This topic contains 2 replies, has 2 voices, and was last updated by Doc Nina September 15, 2019 at 10:18 am.
September 12, 2019 at 5:02 pm #7975
1st order Hx:
27 y/o M
“Upper left quadrant”
Specific symptom locations + quality (there were several):
– Left anterior shoulder and pec = Ache, stab/sharp
– Left Superior shoulder = ache
– Left posterior aspect of scapula = ache
– Left arm and forearm mostly medial but indicated it travels into the thumb = numb/tingle and ache
– Left axillary region = throbbing, stabbing/sharp and swelling that comes and goes.
Pain is 2 at rest, but not constant, and 7 at worst with P+
P+ = “Excessive physical activity” specifically heavy lifting, pushing, and jerks. Wakes up in pain or with numbness and did indicate he sleeps on the left shoulder.
P- = stretching sometimes, ice or Advil. Better as day goes on.
2nd order Hx:
Patient reports a “stinger” in 2017 playing flag football where he made SH to SH contact with another player and his arm went numb for 5 minutes, and was achy the next day.
NON contrast, NON arthrogram MRI of left shoulder from 10/2018 suggests a posterior inferior tear of the left labrum. No arthrogram has been done to follow up.
Patient says that his increased soreness with activity always starts in his axilla, and there will be a palpable and visible swelling that occurs.

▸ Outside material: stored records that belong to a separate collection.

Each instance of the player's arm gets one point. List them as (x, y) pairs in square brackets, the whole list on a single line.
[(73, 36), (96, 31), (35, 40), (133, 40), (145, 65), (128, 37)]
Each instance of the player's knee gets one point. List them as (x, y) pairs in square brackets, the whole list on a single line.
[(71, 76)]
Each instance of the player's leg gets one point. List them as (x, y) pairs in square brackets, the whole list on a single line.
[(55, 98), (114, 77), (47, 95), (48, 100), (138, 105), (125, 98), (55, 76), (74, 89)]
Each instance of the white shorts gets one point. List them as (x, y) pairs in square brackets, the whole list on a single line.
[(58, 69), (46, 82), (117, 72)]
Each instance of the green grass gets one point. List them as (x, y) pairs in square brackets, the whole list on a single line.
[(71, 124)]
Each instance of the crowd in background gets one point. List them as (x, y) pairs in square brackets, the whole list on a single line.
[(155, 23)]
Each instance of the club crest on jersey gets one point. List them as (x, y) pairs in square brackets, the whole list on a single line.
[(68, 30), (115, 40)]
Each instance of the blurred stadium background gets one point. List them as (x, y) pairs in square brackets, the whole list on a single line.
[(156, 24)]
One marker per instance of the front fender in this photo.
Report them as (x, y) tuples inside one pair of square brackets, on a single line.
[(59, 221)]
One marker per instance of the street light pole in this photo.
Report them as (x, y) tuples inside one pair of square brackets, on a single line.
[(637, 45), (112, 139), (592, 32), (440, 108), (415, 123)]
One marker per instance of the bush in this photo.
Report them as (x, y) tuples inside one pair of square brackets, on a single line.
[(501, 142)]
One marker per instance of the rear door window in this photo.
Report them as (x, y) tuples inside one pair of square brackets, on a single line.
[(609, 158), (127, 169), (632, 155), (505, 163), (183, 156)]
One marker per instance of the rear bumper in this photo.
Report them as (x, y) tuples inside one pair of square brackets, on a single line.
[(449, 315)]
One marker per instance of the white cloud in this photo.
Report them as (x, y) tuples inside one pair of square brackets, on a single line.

He also said “the source of my pain is from under my arm”
Ultrasound of axilla was reported as normal.
Patient has undergone EXTENSIVE testing including testing for autoimmune diseases like Lyme disease (was negative) has some all over the place blood labs as well which are borderline abnormal in every case nothing wildly off.
Pt should probably get the SH arthrogram in order to confirm the suspected labrum tear and grade it.
Traction injury/neuritis? Even if the mechanism was more of a jamming type force? Symptoms still after 2 years?
Axillary swelling.. that comes and goes could this be a chronic myositis? Related to his injury? Remember US was normal.. so not likely to be lymphnodes or anything right?September 12, 2019 at 9:21 pm #7976
Keith Puri, DCParticipant
Great job collecting the 1st and 2nd order history info. It sounds like he has a lot going on. With multiple symptoms, it’s helpful to determine priority by collecting how often he has each symptom, what each symptom grade is and if they occur in isolation or in combination.
Do you have any exam findings and FAST map results? It’s very difficult to establish a Dx list without them. While it sounds like he has a local shoulder and brachial plexus component, the consult provides us with the necessary info to build our examination, not a dx. I would start with the exam first before jumping on the MRI arthrogram.September 15, 2019 at 10:18 am #7984
Great news for this patient is he certainly is loaded with adhesion. SA was 40% function bilaterally. The remaining outlier is the swelling in the axilla, which he was able to point out where for me, seems to be the pec minor making its way across the anterior superior roof of the axilla. I have seen muscle hernias through fascia before, and in-fact I have one of the anterior tibialas muscle in my leg personally in which the “swelling” will sort of come and go dependent on how much I am loading it. They are generally really easy to assess with ultrasound examination, but easily missed if the Doc delivering or reading the US is not trained in MSK ultrasound, or if the DDX of a muscle hernia isn’t on the radar of potential pathologies to rule in or out. Thanks for letting me go through my thought process! Any insight would be welcome!